Plans are moving forward for the renovation of the approximately 30,000-square-foot Seville Hotel, said Tim Rosenbury, a partner in the project with Phil Burgess and Sam Freeman.

The trio plan to renovate the building into 32 hotel suites, restoring it to its former use, Rosenbury said. The building has contained apartments for the past several years, perhaps first being renovated into apartments in the 1950s, Rosenbury said.

"A lot of restoration is adaptive reuse: buildings being renovated into something other than their former purpose. Our intention is to restore this building to its initial use," Rosenbury said.

The developers announced in May that they had purchased the Seville and the now-closed Marquette. At that time, about 40 residents lived in the Seville, which had been low-income housing. The residents were offered assistance through the city Community Development Block Grant program, which offered each resident up to $1,000 for moving expenses. The residents finished moving out about mid-June, Rosenbury said.

The architectural planning stage for the renovation is now "in full swing," Rosenbury said. His firm, Butler, Rosenbury & Partners, will be handling the interior design and architecture for the project. It has not yet been released for bids from general contractors; that will probably happen in about 60 days, Rosenbury said.

In his plan, the basic configuration of the rooms will remain, Rosenbury said. The historic elements of the building will also remain intact, he added. The developers have hired a graduate student from Southwest Missouri State University to research the hotel's history.

"What we have now is a basic understanding of how the hotel was used and how that use changed. We want to get a more comprehensive understanding for the building's history," Rosenbury said.

Some of the historical elements being retained include the lobby, Gailey's lunch counter and the original elevator shaft. The group will be "starting from scratch" with the building's plumbing and electrical systems.

"We are basically trying to get the building back to a shell status, and we have to rework those basic elements," Rosenbury said.

The very first part of the renovation involves cleaning the building, both on the inside, where workers are now removing items tenants left behind, and on the outside, where the brick will be washed.

To clean the brick, the developers have chosen not to sandblast, Rosenbury said, but will begin with the least abrasive method of cleaning and test spots of the brick to see how well it works.

"You start with running water and see how that works.

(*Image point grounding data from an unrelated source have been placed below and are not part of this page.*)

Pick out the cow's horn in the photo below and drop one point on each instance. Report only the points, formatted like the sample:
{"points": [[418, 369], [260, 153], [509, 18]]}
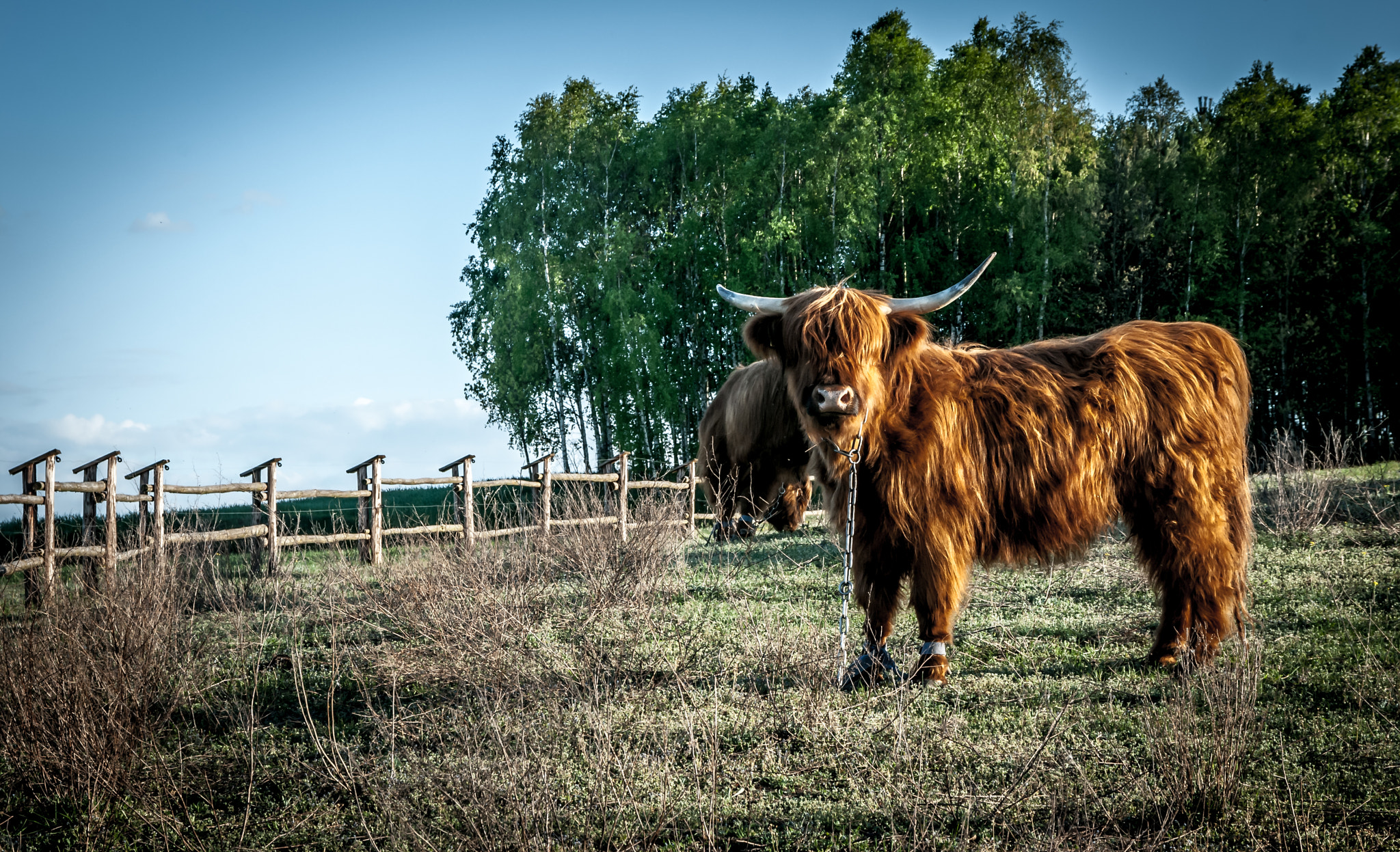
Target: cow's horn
{"points": [[926, 304], [751, 303]]}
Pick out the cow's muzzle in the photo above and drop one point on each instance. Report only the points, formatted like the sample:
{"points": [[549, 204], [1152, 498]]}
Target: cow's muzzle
{"points": [[833, 399]]}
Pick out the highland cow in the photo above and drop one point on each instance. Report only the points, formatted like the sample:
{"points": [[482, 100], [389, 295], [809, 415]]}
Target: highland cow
{"points": [[1019, 455], [753, 454]]}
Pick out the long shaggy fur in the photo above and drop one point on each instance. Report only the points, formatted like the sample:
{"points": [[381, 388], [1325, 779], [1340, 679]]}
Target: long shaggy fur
{"points": [[1024, 455], [753, 451]]}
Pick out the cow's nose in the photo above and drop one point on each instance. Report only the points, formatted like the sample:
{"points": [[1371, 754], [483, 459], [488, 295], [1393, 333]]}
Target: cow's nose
{"points": [[833, 399]]}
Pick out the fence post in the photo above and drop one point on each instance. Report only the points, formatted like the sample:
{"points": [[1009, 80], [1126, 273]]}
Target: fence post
{"points": [[51, 538], [30, 515], [362, 483], [109, 555], [462, 498], [690, 479], [468, 503], [546, 491], [377, 511], [265, 506], [159, 512], [89, 564], [90, 575], [622, 493], [144, 512], [272, 515]]}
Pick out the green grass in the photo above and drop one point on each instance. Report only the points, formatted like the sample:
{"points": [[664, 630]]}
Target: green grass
{"points": [[604, 697]]}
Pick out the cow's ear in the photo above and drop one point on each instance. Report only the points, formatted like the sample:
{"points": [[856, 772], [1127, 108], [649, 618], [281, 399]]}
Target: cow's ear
{"points": [[906, 333], [764, 335]]}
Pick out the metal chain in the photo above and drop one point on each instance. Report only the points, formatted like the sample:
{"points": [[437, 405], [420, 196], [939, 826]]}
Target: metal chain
{"points": [[853, 456]]}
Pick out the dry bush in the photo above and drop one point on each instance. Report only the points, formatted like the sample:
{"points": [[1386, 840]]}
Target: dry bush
{"points": [[88, 681], [1298, 489], [610, 570], [1301, 489], [517, 611], [1203, 737]]}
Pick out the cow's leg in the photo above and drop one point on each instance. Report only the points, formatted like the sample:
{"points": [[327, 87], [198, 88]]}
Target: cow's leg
{"points": [[1189, 546], [877, 592], [937, 596]]}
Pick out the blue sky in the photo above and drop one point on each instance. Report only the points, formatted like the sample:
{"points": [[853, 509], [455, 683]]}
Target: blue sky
{"points": [[232, 231]]}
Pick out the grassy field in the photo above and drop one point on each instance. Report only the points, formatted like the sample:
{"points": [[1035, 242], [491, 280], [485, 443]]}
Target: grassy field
{"points": [[578, 693]]}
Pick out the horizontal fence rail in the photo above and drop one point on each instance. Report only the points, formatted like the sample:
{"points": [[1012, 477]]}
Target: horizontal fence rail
{"points": [[40, 559]]}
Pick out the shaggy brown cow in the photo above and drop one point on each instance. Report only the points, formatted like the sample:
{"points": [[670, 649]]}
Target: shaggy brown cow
{"points": [[753, 454], [1010, 456]]}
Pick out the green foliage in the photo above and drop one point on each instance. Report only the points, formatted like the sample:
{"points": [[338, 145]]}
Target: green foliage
{"points": [[591, 322]]}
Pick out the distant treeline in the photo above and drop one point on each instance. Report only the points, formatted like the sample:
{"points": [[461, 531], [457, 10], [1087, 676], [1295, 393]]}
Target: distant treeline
{"points": [[591, 319]]}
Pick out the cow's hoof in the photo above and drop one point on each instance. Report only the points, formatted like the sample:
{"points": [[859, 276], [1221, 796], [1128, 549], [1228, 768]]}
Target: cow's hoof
{"points": [[871, 669], [932, 668]]}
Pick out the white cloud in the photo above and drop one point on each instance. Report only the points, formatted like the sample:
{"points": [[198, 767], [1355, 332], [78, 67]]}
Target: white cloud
{"points": [[315, 444], [159, 221], [254, 197], [94, 430]]}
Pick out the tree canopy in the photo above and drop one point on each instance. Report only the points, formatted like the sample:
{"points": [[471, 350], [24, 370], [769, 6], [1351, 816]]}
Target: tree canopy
{"points": [[591, 322]]}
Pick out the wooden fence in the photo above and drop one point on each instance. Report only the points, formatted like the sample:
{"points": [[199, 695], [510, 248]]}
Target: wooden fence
{"points": [[40, 560]]}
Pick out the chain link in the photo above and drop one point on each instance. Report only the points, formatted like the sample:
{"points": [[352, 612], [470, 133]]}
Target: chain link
{"points": [[853, 456]]}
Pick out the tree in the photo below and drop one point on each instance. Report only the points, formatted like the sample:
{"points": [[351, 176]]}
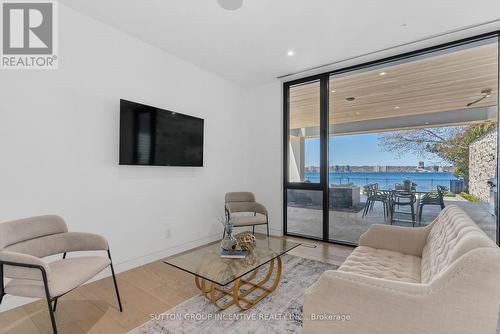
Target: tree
{"points": [[451, 144]]}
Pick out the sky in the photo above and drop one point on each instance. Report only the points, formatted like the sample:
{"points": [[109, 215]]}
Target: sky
{"points": [[359, 150]]}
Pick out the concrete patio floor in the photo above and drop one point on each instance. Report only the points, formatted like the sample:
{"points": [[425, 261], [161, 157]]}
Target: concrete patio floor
{"points": [[348, 226]]}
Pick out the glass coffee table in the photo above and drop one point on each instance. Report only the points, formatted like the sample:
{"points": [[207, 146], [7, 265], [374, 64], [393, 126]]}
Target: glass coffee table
{"points": [[227, 282]]}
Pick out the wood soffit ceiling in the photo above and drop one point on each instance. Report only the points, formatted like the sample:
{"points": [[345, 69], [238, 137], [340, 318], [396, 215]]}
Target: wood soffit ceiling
{"points": [[438, 83]]}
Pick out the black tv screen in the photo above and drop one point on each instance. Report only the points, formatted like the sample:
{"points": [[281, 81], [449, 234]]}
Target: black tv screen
{"points": [[157, 137]]}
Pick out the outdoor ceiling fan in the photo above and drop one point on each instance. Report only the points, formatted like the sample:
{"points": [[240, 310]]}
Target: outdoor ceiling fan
{"points": [[230, 4], [486, 93]]}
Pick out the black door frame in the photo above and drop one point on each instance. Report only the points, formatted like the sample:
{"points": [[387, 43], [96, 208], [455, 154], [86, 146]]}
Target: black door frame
{"points": [[323, 78]]}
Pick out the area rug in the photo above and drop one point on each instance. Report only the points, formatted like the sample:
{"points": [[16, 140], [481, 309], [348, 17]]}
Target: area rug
{"points": [[280, 312]]}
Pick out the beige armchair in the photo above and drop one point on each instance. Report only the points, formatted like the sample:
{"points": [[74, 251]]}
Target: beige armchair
{"points": [[23, 245], [240, 202]]}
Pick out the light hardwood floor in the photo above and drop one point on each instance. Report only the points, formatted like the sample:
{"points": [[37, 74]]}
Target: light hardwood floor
{"points": [[150, 289]]}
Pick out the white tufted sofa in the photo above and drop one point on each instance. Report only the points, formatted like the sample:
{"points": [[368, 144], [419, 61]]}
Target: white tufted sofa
{"points": [[440, 279]]}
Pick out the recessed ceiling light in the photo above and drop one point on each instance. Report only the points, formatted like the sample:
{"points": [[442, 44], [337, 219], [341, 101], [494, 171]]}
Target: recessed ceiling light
{"points": [[230, 4]]}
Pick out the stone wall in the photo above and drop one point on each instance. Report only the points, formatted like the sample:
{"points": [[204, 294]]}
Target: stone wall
{"points": [[482, 164]]}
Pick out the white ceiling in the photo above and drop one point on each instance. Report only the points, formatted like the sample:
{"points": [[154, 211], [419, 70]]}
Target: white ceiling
{"points": [[249, 46]]}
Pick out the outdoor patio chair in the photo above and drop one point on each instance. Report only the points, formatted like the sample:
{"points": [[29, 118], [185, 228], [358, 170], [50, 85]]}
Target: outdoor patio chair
{"points": [[244, 202], [375, 195], [434, 198]]}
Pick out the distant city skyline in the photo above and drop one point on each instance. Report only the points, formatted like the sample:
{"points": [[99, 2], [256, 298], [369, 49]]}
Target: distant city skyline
{"points": [[360, 150]]}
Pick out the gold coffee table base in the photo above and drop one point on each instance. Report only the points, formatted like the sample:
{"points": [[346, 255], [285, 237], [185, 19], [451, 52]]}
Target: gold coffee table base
{"points": [[238, 297]]}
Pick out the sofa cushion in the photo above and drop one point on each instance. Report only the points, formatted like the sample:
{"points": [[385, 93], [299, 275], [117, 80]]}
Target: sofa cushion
{"points": [[65, 275], [452, 235], [384, 264]]}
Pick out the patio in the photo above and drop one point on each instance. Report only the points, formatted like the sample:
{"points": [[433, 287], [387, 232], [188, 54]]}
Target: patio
{"points": [[348, 226]]}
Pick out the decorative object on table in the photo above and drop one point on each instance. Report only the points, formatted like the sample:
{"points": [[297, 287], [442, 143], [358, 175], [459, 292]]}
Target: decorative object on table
{"points": [[228, 241], [287, 299], [233, 254], [246, 241]]}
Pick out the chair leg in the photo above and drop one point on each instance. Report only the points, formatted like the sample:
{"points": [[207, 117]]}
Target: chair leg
{"points": [[2, 292], [49, 303], [365, 210], [114, 281], [55, 300]]}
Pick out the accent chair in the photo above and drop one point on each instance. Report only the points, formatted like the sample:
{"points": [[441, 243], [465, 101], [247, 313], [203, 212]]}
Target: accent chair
{"points": [[23, 245], [244, 202]]}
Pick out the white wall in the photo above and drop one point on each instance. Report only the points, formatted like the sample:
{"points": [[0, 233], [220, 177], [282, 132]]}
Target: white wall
{"points": [[265, 126], [59, 144]]}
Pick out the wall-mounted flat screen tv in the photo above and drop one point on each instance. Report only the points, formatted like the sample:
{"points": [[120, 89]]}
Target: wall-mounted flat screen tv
{"points": [[157, 137]]}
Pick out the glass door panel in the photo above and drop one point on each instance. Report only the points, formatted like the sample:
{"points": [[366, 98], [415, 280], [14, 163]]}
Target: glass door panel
{"points": [[425, 126]]}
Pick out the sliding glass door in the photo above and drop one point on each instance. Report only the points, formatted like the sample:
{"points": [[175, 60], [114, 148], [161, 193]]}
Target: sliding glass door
{"points": [[420, 128]]}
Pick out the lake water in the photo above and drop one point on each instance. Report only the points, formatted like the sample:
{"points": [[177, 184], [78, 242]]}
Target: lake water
{"points": [[425, 181]]}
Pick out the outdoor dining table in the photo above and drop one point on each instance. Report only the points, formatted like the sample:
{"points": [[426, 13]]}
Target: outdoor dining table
{"points": [[418, 195]]}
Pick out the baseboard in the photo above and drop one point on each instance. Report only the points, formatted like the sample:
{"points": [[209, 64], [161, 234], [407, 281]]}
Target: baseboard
{"points": [[10, 302]]}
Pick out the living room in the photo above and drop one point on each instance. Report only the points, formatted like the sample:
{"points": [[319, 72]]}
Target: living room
{"points": [[164, 134]]}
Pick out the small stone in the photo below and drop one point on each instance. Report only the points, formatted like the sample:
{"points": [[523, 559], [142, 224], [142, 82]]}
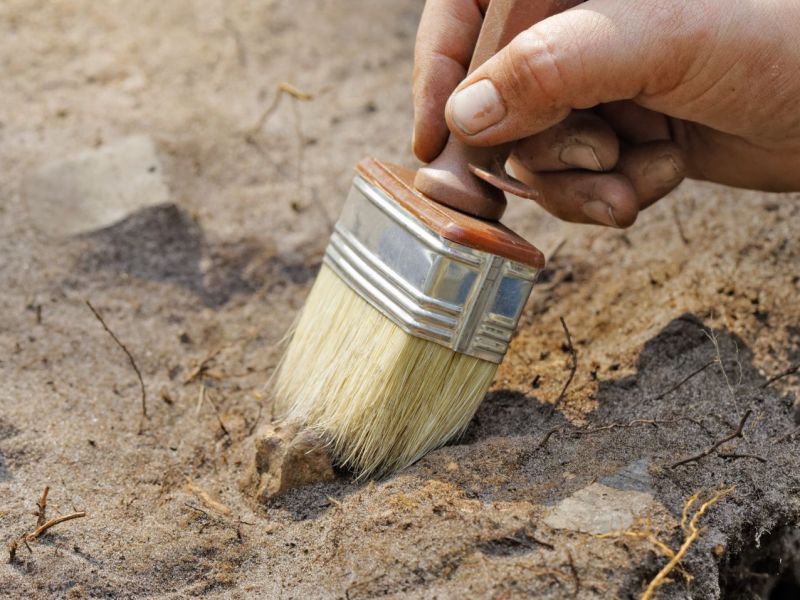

Then, if you need something stronger, you add a natural-bristle brush or some household detergent, such as Tide. Usually, it takes nothing stronger than Tide and a medium-pressure hose," Rosenbury said.

The developers will also have to bring in an environmental assessment company to determine the levels of lead and asbestos in the building, and get those removed.

Though design on the building is preliminary, it will contain a courtyard in the lobby area, Rosenbury said. Gailey's will remain as the breakfast and lunch restaurant for the hotel, and a dinner restaurant will be added. Each of the 32 suites will contain a kitchenette, a separate sleeping room with a bathroom, and a living room with a convertible sofa, Rosenbury said. Rooms will be between $129 and $139 per night.

After the clean-up phase, the demolition phase on the building will begin, Rosenbury said. The developers are considering placing a sample suite in the building to help in its marketing. That will not be ready until after the first of 1999. The entire project is slated for completion in fall of 1999, Rosenbury said.

The developers will tackle the Marquette once the Seville project is up and running, Rosenbury said, probably in the spring of 1999. The Marquette will probably be a mixed-use building with retail space on all three of its floors, and approximately five lofts or apartments on the upper floors. The Marquette is also approximately 30,000 square feet.